We are now ready to prove the spectral theorem

Proof: We proceed by induction on {n}. The case {n=1} is trivial.

Assume that the statement is true for dimension {n-1}. Let {\lambda_1} be a real eigenvalue of {M} and {{\bf x}_1} be a real eigenvector {\lambda_1}.

Now we claim that for every vector {{\bf y}} that is orthogonal to {{\bf x}_1}, then {M{\bf y}} is also orthogonal to {{\bf x}_1}. Indeed, the inner product of {M{\bf y}} and {{\bf x}_1} is

\displaystyle  \langle {\bf x}_1, M{\bf y} \rangle = \langle M {\bf x}_1 , {\bf y} \rangle = \langle \lambda {\bf x}_1,{\bf y} \rangle = 0

Let {X} be the {n-1}-dimensional subspace of {{\mathbb R}^n} that contains all the vectors orthogonal to {{\bf x}_1}. We want to apply the inductive hypothesis to {M} restricted to {X}; we cannot literally do that, because the theorem is not stated in terms of arbitrary linear operators over vector spaces, so we will need to do that by fixing an appropriate basis for {X}.

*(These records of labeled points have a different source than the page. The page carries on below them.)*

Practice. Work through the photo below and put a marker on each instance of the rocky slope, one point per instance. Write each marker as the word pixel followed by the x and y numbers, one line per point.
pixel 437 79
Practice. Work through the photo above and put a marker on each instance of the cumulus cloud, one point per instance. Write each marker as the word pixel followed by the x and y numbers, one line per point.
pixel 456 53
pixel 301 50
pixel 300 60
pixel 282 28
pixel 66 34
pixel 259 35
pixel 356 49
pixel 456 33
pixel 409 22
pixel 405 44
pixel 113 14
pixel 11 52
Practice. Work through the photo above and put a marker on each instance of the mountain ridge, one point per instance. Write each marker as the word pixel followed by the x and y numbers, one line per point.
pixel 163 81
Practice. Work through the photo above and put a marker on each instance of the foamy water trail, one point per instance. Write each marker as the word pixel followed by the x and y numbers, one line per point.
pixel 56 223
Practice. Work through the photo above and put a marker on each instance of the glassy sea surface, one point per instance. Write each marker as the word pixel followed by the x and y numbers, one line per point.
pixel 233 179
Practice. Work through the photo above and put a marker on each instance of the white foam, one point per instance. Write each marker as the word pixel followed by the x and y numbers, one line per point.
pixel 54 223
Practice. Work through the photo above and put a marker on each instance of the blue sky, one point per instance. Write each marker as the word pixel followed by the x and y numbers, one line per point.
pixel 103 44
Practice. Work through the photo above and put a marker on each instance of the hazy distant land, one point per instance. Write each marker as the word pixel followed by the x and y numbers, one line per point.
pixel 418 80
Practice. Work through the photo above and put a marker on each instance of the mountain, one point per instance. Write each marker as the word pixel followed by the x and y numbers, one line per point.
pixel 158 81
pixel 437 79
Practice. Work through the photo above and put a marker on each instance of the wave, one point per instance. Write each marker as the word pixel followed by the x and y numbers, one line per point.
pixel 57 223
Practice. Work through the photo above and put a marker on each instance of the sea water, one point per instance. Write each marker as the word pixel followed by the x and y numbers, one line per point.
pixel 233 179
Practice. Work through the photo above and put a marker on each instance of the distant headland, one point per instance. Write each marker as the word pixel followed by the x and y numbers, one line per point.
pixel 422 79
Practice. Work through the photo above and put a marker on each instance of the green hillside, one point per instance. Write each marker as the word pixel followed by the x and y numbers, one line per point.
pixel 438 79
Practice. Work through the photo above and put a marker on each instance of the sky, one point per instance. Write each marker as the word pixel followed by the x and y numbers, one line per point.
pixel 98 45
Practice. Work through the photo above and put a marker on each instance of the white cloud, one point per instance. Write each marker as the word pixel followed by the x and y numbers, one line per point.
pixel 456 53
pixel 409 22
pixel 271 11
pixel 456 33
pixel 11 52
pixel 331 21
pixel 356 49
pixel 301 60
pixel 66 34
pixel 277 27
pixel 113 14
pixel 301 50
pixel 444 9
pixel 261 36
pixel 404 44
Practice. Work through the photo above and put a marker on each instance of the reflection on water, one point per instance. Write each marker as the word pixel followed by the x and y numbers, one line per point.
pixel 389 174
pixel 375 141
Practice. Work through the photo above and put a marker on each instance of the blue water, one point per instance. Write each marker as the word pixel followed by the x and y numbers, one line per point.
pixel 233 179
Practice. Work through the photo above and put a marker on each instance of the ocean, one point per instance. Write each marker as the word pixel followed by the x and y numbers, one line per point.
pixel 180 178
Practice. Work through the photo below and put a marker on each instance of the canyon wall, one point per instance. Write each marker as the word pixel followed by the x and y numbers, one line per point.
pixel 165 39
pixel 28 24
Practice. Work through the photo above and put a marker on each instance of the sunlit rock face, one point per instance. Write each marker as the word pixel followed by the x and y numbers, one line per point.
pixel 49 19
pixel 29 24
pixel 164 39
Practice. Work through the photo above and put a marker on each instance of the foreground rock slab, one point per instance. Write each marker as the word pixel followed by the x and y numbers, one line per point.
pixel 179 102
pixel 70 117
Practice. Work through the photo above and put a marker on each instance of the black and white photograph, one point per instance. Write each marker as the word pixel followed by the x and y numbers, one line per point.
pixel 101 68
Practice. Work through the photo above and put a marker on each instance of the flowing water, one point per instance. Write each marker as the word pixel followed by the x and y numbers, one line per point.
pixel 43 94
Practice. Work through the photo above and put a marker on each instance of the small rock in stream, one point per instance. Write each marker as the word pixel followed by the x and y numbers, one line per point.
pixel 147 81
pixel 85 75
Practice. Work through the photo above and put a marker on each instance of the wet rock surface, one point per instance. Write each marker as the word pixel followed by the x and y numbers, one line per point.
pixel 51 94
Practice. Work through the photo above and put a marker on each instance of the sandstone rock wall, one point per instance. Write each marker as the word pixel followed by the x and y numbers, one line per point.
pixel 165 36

let {B \in {\mathbb R}^{n \times (n-1)}} be a matrix that computes a bijective map from {{\mathbb R}^{n-1}} to {X}. (If {{\bf b}_1, \ldots,{\bf b}_{n-1}} is an orthonormal basis for {X}, then {B} is just the matrix whose columns are the vectors {{\bf b}_i}.) Let also {B' \in {\mathbb R}^{(n-1) \times n}} be the matrix such that, for every {{\bf y} \in X}, {BB' {\bf y} = {\bf y}}. (We can set {B' = B^T} where {B} is as described above.) We apply the inductive hypothesis to the matrix

\displaystyle  M' := B'MB \in {\mathbb R}^{(n-1) \times (n-1)}

and we find eigenvalues {\lambda_2,\ldots,\lambda_n} and orthonormal eigenvectors {{\bf y}_2,\ldots,{\bf y}_n} for {M'}.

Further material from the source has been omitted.